I’ve just found out I’m going to be part of the National Assessment of Educational Progress (NAEP) Technology Assessment development (see the E-school News story: On the way: Nation’s first tech-literacy exam: Tech literacy to be added to Nation’s Report Card beginning in 2012).

The recent NAEP developed assessments for science and math have generally been well received, and I’m looking forward to being a part of the effort to create something similar for technology literacy. Of course I’m curious to see how this will play out, since technology literacy is not a subject or a discipline like math or science.

I’m hoping that part of the solution will be to increase opportunities for students to study real engineering, design and programming in K-12. My background as an electrical engineer is no doubt part of that hope.

There are two committees working on these frameworks, a steering committee and a planning committee. I’m on the planning committee. The first meeting is next week in Washington, DC, and I’ll know a lot more after that. One question I will definitely ask is how transparent the process will be. The last NAEP assessment planning was done before blogs became as ubiquitous as they are now. The eschool news story says there will be public input and hearings, and an extensive review process. Let’s hope this extends out as far as the net reaches.

Update – I’ve been asked to remove the names of the committee members for now…

Stay tuned! – Sylvia

6 Replies to “NAEP Technology Assessment 2012”

  1. Congrats, Sylvia. You know, in Texas we are programmed to believe any assessment not created by Pearson has to be faulty. Prove ’em wrong! 😉 Enjoy the group. It looks like you are in for a challenge with a possibly great outcome.

  2. Sylvia,

    What a plus for us all to have you serving on one of the committees!

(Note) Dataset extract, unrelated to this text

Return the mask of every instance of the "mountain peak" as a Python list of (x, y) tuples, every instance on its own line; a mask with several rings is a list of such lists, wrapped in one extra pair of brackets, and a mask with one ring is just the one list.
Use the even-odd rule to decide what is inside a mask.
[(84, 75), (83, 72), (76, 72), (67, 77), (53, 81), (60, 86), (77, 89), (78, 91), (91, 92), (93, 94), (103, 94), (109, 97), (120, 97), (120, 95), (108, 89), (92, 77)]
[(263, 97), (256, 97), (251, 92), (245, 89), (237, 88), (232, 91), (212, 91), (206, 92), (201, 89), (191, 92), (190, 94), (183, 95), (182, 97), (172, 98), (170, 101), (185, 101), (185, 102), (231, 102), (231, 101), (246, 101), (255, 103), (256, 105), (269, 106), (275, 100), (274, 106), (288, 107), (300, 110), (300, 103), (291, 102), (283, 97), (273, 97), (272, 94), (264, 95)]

    I’ll bet many of your readers are working in districts that have already adopted, or are in the process of adopting, ISTE NETS for their district tech plans. I’m in one of those districts. Before the district will officially adopt tech standards (or any standards), the review committee would like to see benchmarks, same as in the content areas. As you have pointed out, technology literacy is not a subject or discipline. But in glancing through the NEAP draft just posted by the Nat’l Assess Governing Board, I really like the three main areas: Technology & Human Society; the Effects of Technology on the Natural World; Effects of Technology on the World of Information and Knowledge – and the rubric provided for each area. The breakdown into grades 4/8/12 with a statement of what students should know AND what they should be able to do, I think, will ensure that the assessment is not limited to computer labs and hopefully fosters integration across the curriculum.